Efforts to improve the performance accuracy of Indoor Positioning Systems (IPS) have been increasing substantially and it has been a very fierce competition among scientific and enterprise entities. This dissertation focuses on using existing wireless network infrastructure and addresses the utilization of advanced mathematical algorithms to achieve the sought higher positioning accuracy. The ability to formulate the positioning problem as a sparse system furnishes the impetus for investigating the promising Compressive Sensing (CS) theory for IPS. Therefore, this dissertation aims to design a Received Signal Strength Indicator (RSSI) Fingerprinting-based IPS while utilizing existing Wireless Local-Area Networks (WLANs) within a CS framework. The positioning accuracy of the proposed IPS-framework has been improved by employing CS-based classification and hybrid cluster-matching techniques.
A WLAN-APs selection scheme based on Probability of Detection (POD) that is, in turn, based on the AP frequency of detection at the different RPs, was proposed. The impact of POD, the Time Variance, and the Random APs selection schemes were verified through a comparison between positioning accuracy of CS-based IPS and that of k-NN-based IPSs. Experimental results show that the Random and POD schemes outperform the other two approaches when the CS- and k-NN-based frameworks are used, respectively. Multiple-Fingerprints (MFPs) technique, whereby each RP is represented by a set of RSSI-vectors forming multiple fingerprints was also proposed. MFPs are generated from the collected RSSI time-samples by means of random combinations and FPs partitioning approaches.

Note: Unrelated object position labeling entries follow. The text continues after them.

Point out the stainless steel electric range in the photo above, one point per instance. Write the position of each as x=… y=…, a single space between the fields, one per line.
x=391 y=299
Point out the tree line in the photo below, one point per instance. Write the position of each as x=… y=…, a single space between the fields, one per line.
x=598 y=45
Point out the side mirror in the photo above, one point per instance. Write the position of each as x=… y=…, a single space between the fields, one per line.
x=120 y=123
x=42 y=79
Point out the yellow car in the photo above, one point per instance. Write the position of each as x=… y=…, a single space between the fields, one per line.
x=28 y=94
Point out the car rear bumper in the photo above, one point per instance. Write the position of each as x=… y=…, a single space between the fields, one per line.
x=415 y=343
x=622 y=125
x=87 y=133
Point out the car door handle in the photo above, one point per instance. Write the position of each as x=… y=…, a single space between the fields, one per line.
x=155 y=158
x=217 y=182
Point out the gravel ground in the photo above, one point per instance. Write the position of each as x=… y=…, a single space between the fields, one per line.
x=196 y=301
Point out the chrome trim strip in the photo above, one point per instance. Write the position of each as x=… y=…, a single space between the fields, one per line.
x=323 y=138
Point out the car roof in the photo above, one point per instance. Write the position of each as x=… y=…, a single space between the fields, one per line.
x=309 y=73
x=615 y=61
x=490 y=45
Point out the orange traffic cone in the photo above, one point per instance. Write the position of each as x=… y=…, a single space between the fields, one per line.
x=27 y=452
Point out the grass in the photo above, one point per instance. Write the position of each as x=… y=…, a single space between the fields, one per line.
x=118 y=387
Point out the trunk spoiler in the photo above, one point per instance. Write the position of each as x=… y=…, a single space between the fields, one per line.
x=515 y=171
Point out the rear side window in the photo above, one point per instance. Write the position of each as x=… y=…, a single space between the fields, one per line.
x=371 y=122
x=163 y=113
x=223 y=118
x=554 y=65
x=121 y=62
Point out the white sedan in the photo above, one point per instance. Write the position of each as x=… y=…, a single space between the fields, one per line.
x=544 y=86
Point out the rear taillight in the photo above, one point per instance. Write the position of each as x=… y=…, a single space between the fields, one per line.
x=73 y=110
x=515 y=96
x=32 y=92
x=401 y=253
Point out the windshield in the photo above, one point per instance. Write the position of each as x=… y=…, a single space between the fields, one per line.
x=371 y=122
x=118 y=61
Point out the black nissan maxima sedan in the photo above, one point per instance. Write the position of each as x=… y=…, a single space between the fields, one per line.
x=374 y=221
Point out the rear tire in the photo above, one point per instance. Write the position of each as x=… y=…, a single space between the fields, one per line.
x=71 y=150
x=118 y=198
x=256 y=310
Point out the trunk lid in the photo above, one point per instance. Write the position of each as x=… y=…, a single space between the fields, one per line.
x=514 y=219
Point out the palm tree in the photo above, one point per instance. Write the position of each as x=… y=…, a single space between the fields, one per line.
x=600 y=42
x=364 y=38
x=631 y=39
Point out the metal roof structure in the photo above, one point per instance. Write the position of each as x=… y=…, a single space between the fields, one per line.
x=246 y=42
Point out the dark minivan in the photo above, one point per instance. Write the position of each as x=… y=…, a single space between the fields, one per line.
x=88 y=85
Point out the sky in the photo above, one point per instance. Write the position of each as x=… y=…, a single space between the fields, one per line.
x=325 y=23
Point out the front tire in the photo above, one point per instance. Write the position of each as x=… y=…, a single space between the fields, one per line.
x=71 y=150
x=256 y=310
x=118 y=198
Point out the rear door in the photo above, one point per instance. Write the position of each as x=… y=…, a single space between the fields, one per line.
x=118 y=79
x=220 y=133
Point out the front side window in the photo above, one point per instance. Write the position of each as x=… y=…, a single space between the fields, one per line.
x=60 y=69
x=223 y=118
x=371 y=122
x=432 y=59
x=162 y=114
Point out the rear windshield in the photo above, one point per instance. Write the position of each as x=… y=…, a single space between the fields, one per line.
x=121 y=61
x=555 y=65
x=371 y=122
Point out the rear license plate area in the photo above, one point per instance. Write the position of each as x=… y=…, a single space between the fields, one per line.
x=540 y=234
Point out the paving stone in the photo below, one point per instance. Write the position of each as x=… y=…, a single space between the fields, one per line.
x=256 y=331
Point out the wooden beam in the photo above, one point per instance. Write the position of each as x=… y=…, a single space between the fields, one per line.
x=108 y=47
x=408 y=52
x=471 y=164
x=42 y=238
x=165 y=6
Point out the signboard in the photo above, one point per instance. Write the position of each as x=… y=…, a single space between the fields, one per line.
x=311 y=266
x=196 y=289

The performance of CS-, Probabilistic Neural Networks (PNN)-, and k-NN-based IPSs are evaluated by using the proposed MFPs technique. Results show that the positioning performance of IPS with the MFPs technique outperforms that for the typical single FP-based systems.
IPS based on WLAN-RSSI Fingerprinting and CS-based classification was achieved using Fuzzy C-Means (FCM) clustering and a FCM-PNN hybrid cluster-matching approach based on the U-membership matrix of the FCM clustering approach and PNN. To evaluate the performance of the proposed framework, a comparison with k-NN-, PNN-, and typical CS-based IPSs approaches was conducted. The performance evaluation for the proposed IPS techniques has been based on using 1776 generated RSSI-vectors from within the building of the College of Engineering and Applied Sciences at Western Michigan University. This testing Radio Map (RM) has been constructed from the RSSI time-samples of both RPs and TPs by random combinations. The figure-of-merit has been selected as the Euclidian distance among the actual and estimated positions. Positioning performance versus the number of selected Aps was also investigated using the Root Mean Square Error (RMSE). The experimental results show that the proposed IPS framework outperforms k-NN-, PNN-, and typical CS-based ones with accuracy of 0.8 m at 36 APs. For the same number of selected APs, the accuracies for k-NN-, PNN-, and typical CS-based frameworks are 2.06 m, 1.47 m, and 1.12 m, respectively.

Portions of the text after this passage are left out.